I was reading the proof in Rudin, but it uses the metric. Is this not true if $X$ is a general topological space and $E' \subset X$ (especially if it is not Hausdorff $T_1$)?
I can't come up with a counterexample. To be specific, it's difficult for me to pass from one neighbourhood to the other without using a metric.
Note that $E'$ is the set of all limit points.
Best Answer
Without any separation axioms, the set of limit points of a set need not be closed. Consider a two-element set, $X = \{a,b\}$, with the trivial topology. Let $E = \{a\}$. Then $E' = \{b\}$ is not closed.

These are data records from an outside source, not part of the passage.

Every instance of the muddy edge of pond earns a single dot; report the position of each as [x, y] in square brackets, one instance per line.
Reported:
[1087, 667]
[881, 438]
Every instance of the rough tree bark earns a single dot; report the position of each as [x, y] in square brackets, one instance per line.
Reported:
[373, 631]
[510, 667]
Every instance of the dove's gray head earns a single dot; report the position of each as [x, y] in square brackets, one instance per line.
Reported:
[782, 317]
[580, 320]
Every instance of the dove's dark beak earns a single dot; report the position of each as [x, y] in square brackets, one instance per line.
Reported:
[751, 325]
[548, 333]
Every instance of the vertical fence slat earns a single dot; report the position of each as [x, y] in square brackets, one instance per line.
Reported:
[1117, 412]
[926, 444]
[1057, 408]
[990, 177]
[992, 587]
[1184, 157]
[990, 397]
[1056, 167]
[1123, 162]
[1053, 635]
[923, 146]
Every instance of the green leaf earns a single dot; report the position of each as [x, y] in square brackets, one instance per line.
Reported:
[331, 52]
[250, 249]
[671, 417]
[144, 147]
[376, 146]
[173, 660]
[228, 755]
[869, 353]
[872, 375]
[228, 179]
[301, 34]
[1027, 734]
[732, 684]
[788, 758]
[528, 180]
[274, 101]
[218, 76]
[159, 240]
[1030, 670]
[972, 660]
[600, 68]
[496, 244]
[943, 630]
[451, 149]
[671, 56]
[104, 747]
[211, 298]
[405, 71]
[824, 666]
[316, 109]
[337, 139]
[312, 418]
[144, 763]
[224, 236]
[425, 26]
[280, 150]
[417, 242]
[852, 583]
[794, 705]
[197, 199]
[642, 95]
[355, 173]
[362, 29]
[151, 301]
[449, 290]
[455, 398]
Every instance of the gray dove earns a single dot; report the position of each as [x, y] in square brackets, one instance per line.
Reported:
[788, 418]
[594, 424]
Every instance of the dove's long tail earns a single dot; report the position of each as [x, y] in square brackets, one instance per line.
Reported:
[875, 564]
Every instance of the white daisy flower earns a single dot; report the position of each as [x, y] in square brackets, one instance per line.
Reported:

If we assume $T_1$, the set of limit points is closed. If $E' = \varnothing$, there's nothing to show, so let us suppose $E'\neq\varnothing$, and let $x \in \overline{E'}$. Let $U$ be an open neighbourhood of $x$. Then $U\cap E' \neq\varnothing$. Let $y\in U\cap E'$. If $y = x$, we're done. Otherwise, $U\setminus \{x\}$ is an open neighbourhood of $y$, and thus $(U\setminus\{x,y\}) \cap E \neq \varnothing$, since $y \in E'$. But that implies $(U\setminus \{x\}) \cap E \neq \varnothing$, and since $U$ was arbitrary, $x\in E'$.